Amelia y yo cogimos nuestras bolsas, todavía por deshacer, y fuimos los primeros en salir por la puerta. El metro estaba a un kilómetro de distancia. Me ofrecí a llevarle la maleta, pero ella dijo que eso sería sospechosamente antimexicano. Llevaría la mía, y caminaría dos pasos por detrás de mí.
—Al menos tenemos un poco de tiempo para trabajar en el artículo. Todo esto no servirá de nada si el proyecto Júpiter sigue en marcha el 14 de septiembre.
—He pasado un rato trabajando en él esta mañana —suspiró—. Ojalá tuviéramos a Peter.
Nunca pensé que fuera a decirlo… pero ojalá lo tuviéramos.
Pronto descubrirían, junto con el resto del mundo, que Peter continuaba con vida. Pero no estaba en condiciones de ayudar con el artículo.
La policía de St. Thomas arrestó a un hombre de mediana edad que deambulaba por el mercado al amanecer. Sucio y sin afeitar, vestido sólo con ropa interior, al principio pensaron que estaba borracho. Pero cuando la sargento de guardia lo interrogó, descubrió que estaba sobrio aunque confuso. Momentáneamente confuso: pensaba que estaban en el 2004 y que tenía veinte años.
Llevaba en la nuca un conector tan reciente que estaba manchado de sangre reseca. Alguien había invadido su mente y le había robado los últimos cuarenta años. Lo que le habían quitado de su mente corroboraba el texto del artículo, por supuesto. Dentro de unos cuantos días la gloriosa verdad se habría extendido a todos los escalones superiores del Martillo de Dios: el plan de Dios iba a cumplirse debidamente gracias a las ateas acciones de los científicos. Sólo unas cuantas personas conocían el glorioso Fin y Principio que Dios les proporcionaría el 14 de septiembre.

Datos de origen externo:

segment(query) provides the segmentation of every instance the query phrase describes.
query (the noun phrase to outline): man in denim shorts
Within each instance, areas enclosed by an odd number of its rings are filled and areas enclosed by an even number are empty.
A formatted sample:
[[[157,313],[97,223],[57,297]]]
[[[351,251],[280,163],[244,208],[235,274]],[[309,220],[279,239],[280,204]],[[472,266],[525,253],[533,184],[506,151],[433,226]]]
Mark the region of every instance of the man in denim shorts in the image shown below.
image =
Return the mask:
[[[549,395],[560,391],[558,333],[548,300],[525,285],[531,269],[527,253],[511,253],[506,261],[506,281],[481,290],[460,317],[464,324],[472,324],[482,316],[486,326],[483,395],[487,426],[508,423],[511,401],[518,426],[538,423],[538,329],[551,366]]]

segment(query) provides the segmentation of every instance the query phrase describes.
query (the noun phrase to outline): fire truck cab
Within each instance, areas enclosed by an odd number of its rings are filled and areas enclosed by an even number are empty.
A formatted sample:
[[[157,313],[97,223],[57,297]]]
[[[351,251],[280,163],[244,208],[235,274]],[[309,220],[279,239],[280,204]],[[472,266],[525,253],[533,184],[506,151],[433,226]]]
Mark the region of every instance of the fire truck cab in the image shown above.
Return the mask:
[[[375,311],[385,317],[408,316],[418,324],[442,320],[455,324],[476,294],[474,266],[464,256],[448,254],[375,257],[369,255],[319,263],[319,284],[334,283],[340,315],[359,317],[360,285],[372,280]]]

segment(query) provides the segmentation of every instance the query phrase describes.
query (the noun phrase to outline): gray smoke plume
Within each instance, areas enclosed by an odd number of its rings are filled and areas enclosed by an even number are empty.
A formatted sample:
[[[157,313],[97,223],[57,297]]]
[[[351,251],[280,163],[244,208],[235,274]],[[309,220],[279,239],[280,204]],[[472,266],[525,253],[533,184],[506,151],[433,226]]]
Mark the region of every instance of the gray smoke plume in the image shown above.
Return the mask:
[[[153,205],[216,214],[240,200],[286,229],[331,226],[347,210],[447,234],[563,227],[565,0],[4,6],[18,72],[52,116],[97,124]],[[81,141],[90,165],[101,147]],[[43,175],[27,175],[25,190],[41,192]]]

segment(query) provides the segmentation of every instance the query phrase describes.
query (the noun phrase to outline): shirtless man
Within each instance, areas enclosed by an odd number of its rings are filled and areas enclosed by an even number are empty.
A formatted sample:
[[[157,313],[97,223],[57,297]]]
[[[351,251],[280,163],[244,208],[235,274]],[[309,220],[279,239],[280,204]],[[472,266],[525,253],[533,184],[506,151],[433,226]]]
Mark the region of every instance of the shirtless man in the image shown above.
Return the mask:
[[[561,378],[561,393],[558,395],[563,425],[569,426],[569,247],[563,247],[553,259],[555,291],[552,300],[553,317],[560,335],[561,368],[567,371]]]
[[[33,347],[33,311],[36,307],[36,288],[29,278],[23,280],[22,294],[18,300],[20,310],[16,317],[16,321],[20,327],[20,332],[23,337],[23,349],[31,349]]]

Uno de los autores del estudio ya no representaba amenaza alguna puesto que la mayor parte de su cerebro estaba en una caja negra en alguna parte. Los académicos que habían valorado el artículo habían fallecido todos en «accidente» o por «enfermedad».
Faltaban una autora y el agente encargado de matarla.
Dieron por supuesto que ambos habían muerto, ya que ella no había salido a la superficie para advertir al mundo. Evidentemente los autores se sentían inseguros sobre cuánto tiempo tenían antes de que el proceso fuese irreversible.
El miembro más poderoso del Martillo de Dios era el general de división Mark Blaisdell, subsecretario de la Agencia de Proyectos de Defensa de Investigación Avanzada. No era sorprendente que conociera a su rival, el general Roser de Marty, de modo superficial; comían en el mismo salón del Pentágono, un «comedor de oficiales», técnicamente, si se podía aplicar el término a un sitio con paneles de caoba y un camarero vestido de blanco por cada dos comensales.